A group of New York actors found inspiration in President Trump’s administration for their rendition of “Julius Caesar,” which can be viewed in the annual “Shakespeare in the Park” event.
The Public Theater upped the ante this year by dressing Caesar to look like the president:
“I always go to Shakespeare in the park, but I wasn’t expecting to see this,” spectator Laura Sheaffer told Mediaite. Though Trump is never explicitly mentioned by name, Sheaffer said that the comparison was “blatantly obvious” to everyone in attendance.
“The actor playing Caesar was dressed in a business suit, with a royal blue tie, hanging a couple inches below the belt line, with reddish-blonde hair — just like Trump,” she described in the interview.

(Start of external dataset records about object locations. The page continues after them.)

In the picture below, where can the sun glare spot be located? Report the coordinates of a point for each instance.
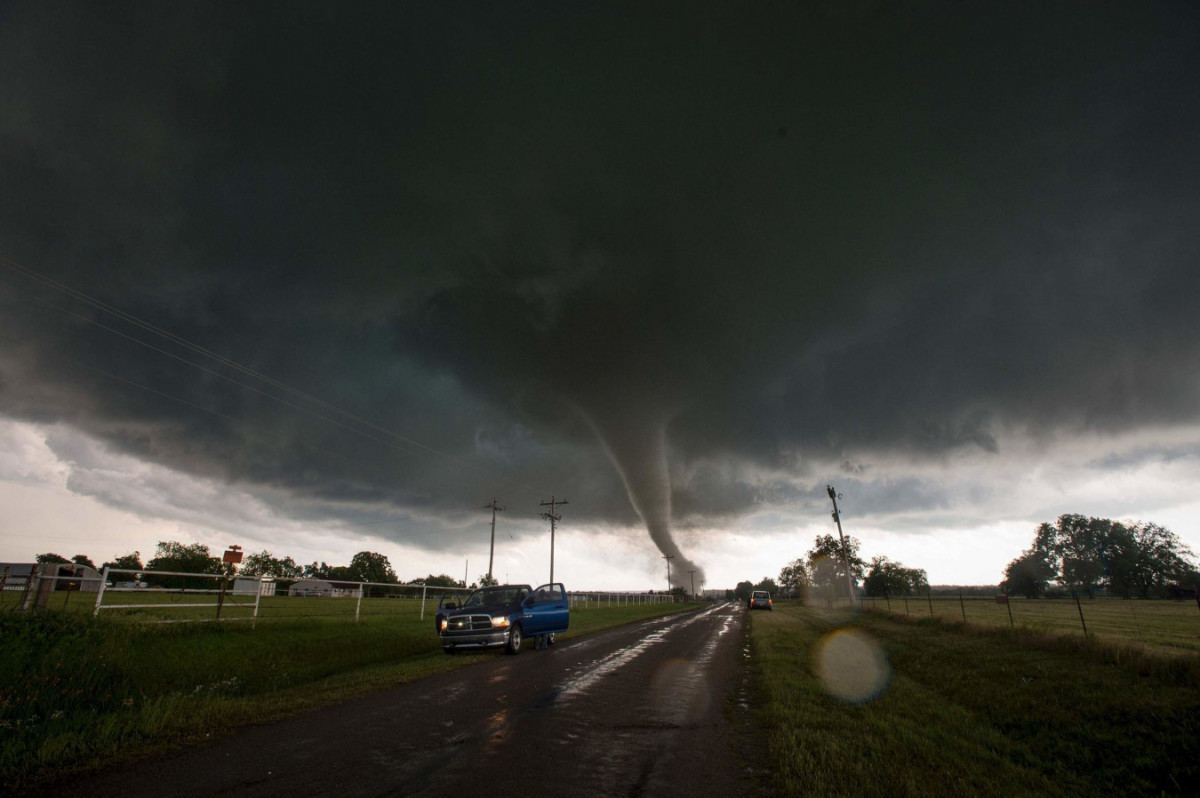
(852, 666)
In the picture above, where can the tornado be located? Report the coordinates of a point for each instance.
(636, 441)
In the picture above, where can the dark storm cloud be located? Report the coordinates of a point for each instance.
(777, 237)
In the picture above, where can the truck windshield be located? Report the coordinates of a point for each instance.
(495, 595)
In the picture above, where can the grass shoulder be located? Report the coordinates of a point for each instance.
(78, 693)
(970, 711)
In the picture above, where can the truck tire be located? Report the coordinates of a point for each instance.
(514, 645)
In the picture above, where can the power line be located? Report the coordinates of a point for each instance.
(239, 367)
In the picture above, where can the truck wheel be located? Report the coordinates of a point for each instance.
(514, 645)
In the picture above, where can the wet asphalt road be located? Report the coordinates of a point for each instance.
(627, 712)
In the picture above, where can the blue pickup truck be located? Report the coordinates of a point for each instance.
(502, 616)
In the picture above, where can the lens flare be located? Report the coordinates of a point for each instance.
(852, 666)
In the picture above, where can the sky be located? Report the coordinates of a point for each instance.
(318, 280)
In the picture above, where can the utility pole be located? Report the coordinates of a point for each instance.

Sheaffer also recalled the infamous scene where Caesar is stabbed to death by Roman senators.
“They had the full murder scene onstage, and blood was spewing everywhere out of his body,” she said. “To be honest I thought it was shocking and distasteful.” Sheaffer said had it been any other president like former President Obama or former President Bush, “it would not have flown.”

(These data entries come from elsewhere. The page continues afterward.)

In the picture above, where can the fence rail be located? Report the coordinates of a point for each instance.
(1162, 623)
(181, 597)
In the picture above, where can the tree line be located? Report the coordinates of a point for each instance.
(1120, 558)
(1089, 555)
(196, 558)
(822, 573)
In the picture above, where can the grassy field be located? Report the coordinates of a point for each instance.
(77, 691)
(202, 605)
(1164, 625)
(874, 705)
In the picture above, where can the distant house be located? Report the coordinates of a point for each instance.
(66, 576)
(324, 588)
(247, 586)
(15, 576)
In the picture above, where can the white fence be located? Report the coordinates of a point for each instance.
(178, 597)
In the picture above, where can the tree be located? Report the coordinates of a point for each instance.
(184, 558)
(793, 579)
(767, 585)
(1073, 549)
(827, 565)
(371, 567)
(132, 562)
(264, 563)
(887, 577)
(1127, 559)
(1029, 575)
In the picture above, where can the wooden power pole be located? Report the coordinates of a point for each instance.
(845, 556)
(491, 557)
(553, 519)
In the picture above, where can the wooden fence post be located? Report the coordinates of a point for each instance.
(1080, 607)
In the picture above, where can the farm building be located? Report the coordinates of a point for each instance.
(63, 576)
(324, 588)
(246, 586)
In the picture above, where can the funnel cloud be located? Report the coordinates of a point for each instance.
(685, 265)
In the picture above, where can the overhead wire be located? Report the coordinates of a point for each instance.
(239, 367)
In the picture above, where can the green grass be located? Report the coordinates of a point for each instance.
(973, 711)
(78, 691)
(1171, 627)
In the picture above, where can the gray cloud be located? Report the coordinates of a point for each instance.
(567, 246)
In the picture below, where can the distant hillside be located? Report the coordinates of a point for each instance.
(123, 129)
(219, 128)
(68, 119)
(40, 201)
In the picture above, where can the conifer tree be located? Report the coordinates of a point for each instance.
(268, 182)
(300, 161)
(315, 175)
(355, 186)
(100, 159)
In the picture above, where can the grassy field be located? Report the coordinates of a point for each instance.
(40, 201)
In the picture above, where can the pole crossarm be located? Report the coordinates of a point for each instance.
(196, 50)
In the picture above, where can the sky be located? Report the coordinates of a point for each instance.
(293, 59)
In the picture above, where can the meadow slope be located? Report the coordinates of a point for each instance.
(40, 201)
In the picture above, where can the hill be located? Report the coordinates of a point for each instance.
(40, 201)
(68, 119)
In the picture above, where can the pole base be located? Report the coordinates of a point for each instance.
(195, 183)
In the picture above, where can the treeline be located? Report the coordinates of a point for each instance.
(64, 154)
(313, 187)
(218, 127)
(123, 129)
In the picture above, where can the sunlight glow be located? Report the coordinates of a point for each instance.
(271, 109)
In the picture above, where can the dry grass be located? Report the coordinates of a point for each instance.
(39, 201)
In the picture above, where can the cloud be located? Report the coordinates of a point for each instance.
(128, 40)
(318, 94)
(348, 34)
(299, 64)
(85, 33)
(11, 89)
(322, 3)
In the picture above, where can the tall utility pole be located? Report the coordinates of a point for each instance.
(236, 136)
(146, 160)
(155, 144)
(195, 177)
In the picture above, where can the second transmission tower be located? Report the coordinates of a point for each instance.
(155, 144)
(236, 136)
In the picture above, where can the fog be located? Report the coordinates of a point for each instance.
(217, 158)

Trump isn’t the only one who received a Shakespearean hat tip. Other characters in the play are dressed as First Lady Melania Trump and what appears to be other members of his staff. They are also not mentioned by name, but by the characters in the initial play.
And that’s not the only Trump-inspired play hitting New York this summer.

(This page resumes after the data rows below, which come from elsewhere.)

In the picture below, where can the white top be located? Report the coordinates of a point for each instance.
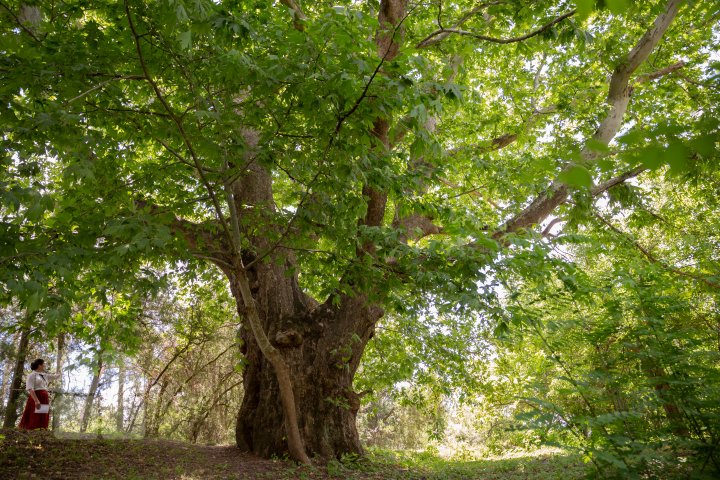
(38, 381)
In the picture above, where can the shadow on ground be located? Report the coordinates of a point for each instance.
(42, 455)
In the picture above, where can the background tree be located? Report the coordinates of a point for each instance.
(334, 162)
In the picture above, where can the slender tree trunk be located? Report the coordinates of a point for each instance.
(119, 422)
(11, 413)
(58, 402)
(6, 380)
(97, 372)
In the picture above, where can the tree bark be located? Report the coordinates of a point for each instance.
(6, 380)
(120, 418)
(11, 413)
(97, 372)
(322, 348)
(58, 402)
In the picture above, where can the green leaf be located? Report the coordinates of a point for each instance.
(618, 7)
(651, 157)
(576, 176)
(185, 39)
(584, 8)
(676, 156)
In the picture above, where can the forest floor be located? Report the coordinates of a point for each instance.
(42, 455)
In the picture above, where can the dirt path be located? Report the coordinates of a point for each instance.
(41, 455)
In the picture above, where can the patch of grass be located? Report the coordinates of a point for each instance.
(95, 458)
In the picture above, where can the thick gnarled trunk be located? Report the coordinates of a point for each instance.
(322, 346)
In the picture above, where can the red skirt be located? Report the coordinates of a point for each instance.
(31, 420)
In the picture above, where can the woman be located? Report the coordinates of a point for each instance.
(37, 395)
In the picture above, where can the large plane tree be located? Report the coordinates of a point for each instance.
(337, 160)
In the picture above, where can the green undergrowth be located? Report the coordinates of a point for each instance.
(26, 455)
(539, 465)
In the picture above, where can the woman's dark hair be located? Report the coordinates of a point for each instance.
(36, 363)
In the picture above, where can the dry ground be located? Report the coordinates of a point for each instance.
(42, 455)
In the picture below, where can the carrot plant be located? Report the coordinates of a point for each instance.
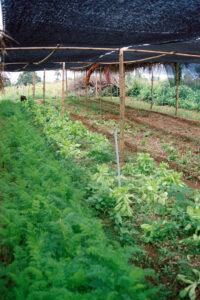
(52, 247)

Liberal filmmaker Michael Moore unveiled “The Terms of My Surrender,” a one-man Broadway play focused 100% on the president. Or in his own words, it’s “a humorous play about a country that’s just elected a madman.”
Last week, comedian Kathy Griffin faced swift backlash for her controversial display of a bloodied, severed head made in the image of the president.
Griffin faced extreme backlash almost immediately, launching a week-long media frenzy.
CNN made the very public decision to cut ties with Griffin while venues responded by canceling her upcoming appearances. Sen. Al Franken (D-Minn.) even dis-invited Griffin from an event organized to help promote his new book.